Hard liquor to be allowed at Coon Rapids Civic Center events

Hard liquor will soon be served during events at the Coon Rapids Civic Center.

The Coon Rapids City Council Nov. 20 updated its policy for use of city center facilities to allow hard liquor to be used at civic center functions.

The civic center has weddings, banquets, parties and athletic group functions, among others, during the year, according to Finance Director Sharon Legg.

Right now, only beer and wine can be served at the civic center, Legg wrote in a memo to the council.

“In an effort to increase the use of the building, staff is recommending that licensed caterers be authorized to serve intoxicating liquor, including hard liquor, in addition to beer and wine,” she wrote.

“Staff does receive a number of requests for events where hard liquor would be served.”

Reviewing policies of other cities, there are a number that do allow hard liquor without issues, according to Legg.

Under state law, caterers that hold on-sale intoxicating liquor licenses can serve alcohol as long as it is an incidental part of a food service that serves prepared meals at a place other than the premises for which the holder’s on-sale intoxicating liquor license is issued, according to Legg.

An off-duty police officer currently has to be present when wine and beer are served at the civic center and that would not change with the addition of hard liquor, Legg wrote.

Nor is staff recommending an increase in rental fees, she wrote.

It was Legg’s recommendation that only up to three liquor vendors be allowed to work at the civic center that sparked council discussion.

Legg proposed that staff send out requests for proposal to caterers licensed to serve alcohol from which the three would be selected.

“In some cases, a food caterer has the liquor license allowing the food and beverage vendor to be the same, but sometimes they are separate vendors,” Legg wrote in her memo.

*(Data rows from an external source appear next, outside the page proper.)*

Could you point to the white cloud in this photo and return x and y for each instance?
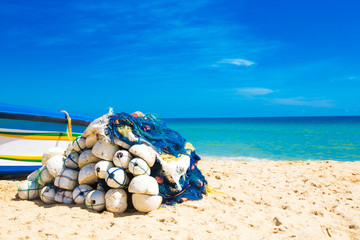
(253, 91)
(300, 101)
(238, 62)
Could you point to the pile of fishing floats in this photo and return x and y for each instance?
(103, 172)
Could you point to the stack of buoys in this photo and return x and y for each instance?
(99, 174)
(96, 173)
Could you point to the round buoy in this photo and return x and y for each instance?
(102, 167)
(44, 176)
(104, 149)
(87, 174)
(91, 140)
(47, 194)
(87, 157)
(116, 200)
(144, 184)
(41, 175)
(79, 144)
(51, 152)
(146, 203)
(121, 143)
(122, 158)
(63, 196)
(29, 190)
(80, 193)
(138, 166)
(54, 164)
(67, 179)
(95, 199)
(116, 178)
(69, 149)
(72, 160)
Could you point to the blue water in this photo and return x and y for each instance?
(283, 138)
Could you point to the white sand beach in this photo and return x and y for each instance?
(261, 200)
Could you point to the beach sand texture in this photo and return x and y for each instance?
(263, 200)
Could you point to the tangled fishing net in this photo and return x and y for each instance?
(118, 156)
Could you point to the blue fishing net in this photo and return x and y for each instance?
(149, 129)
(193, 184)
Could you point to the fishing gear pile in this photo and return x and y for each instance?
(121, 161)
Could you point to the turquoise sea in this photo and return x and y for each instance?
(278, 138)
(252, 139)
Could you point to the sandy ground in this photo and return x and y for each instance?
(262, 200)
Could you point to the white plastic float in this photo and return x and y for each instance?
(116, 178)
(63, 196)
(138, 166)
(104, 149)
(116, 200)
(67, 179)
(122, 158)
(144, 184)
(95, 199)
(54, 164)
(80, 193)
(146, 203)
(87, 157)
(147, 153)
(87, 174)
(29, 190)
(47, 194)
(72, 160)
(51, 152)
(102, 167)
(79, 144)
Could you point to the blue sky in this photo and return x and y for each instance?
(182, 58)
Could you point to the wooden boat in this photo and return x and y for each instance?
(26, 133)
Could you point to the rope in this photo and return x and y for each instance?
(77, 142)
(81, 192)
(71, 159)
(211, 190)
(69, 129)
(135, 164)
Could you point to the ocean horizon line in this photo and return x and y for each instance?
(276, 117)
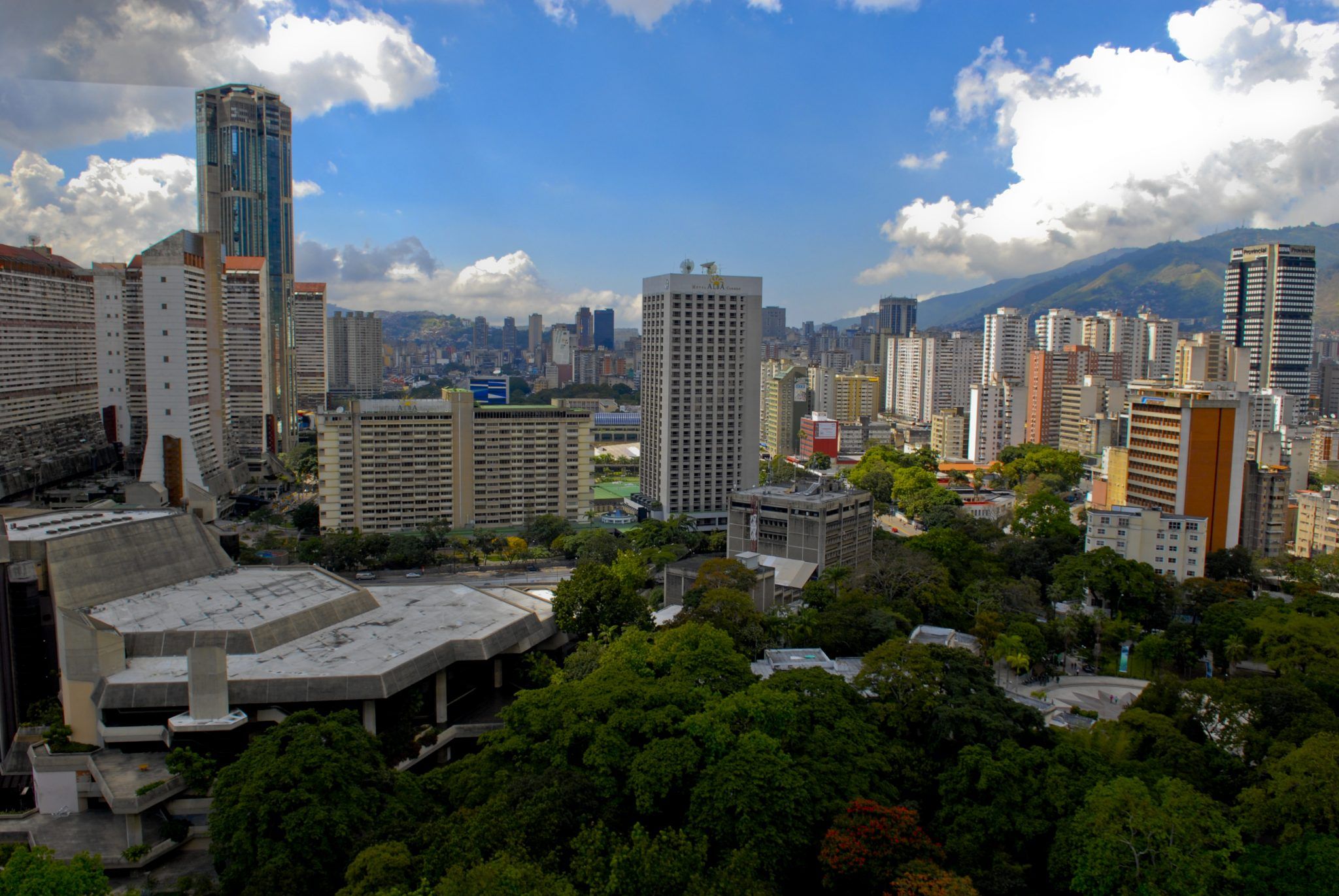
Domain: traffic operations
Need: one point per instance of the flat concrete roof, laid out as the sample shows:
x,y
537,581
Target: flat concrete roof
x,y
413,633
55,524
243,598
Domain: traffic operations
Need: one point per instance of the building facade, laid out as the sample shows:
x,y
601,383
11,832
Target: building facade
x,y
310,344
1268,303
390,465
244,185
812,523
701,338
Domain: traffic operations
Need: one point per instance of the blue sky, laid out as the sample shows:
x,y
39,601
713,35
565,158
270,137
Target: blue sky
x,y
603,150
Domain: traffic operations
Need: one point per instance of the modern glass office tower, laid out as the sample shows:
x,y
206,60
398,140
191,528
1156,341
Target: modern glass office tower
x,y
244,178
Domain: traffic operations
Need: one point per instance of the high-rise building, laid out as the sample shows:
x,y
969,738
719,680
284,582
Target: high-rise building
x,y
701,338
189,445
1208,358
1128,338
244,188
1005,346
603,324
310,344
1268,302
995,418
1187,449
1162,337
354,356
928,373
1050,373
949,435
245,316
390,465
1057,329
480,340
51,418
586,329
536,333
773,322
896,316
785,399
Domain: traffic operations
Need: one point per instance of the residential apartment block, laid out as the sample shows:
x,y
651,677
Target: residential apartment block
x,y
390,465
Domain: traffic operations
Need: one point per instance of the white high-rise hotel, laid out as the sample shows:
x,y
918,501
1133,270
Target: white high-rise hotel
x,y
701,342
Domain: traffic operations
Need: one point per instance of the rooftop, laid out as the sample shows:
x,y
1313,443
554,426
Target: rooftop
x,y
61,523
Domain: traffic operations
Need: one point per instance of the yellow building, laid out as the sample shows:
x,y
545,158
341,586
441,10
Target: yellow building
x,y
394,465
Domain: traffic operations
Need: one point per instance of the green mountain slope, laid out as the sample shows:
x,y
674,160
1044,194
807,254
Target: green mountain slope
x,y
1180,280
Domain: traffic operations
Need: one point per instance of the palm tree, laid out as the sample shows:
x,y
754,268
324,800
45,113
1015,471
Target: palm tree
x,y
1234,651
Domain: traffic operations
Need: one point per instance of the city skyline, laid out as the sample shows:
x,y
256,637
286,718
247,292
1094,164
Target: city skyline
x,y
930,195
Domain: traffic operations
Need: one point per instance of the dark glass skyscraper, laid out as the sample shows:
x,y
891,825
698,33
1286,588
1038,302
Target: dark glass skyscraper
x,y
244,180
604,329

But Councilmembers Jerry Koch and Bruce Sanders balked at setting a limit of three.

It would limit the market for competition, Sanders said.

“I like making the room {civic center} more usable, but limiting it to three vendors would offset adding alcohol,” Koch said.

According to Legg, the limit was proposed so that staff would feel comfortable with the vendors that would be serving liquor.

She was concerned about the increased liability the city would incur under the state dram shop law if the number of vendors was open-ended and someone who under the influence at one of the events was involved in a tragic accident, Legg said.

Both Mayor Tim Howe and Councilmember Denise Klint liked the idea of some sort of limit on the number of liquor vendors, but thought it should be more than three.

“I think we should trust staff on this,” Klint said.

In the event, Koch and Sanders agreed that a limit of five liquor vendors would be selected from requests for proposals sent out by the city and that was part of the council action to approve the hard liquor policy change.

But Koch asked that staff consider other liquor vendors outside the five chosen if they come highly recommended.

There will continue to be no limits on the number of licensed caterers that can work events at the civic center, according to Legg.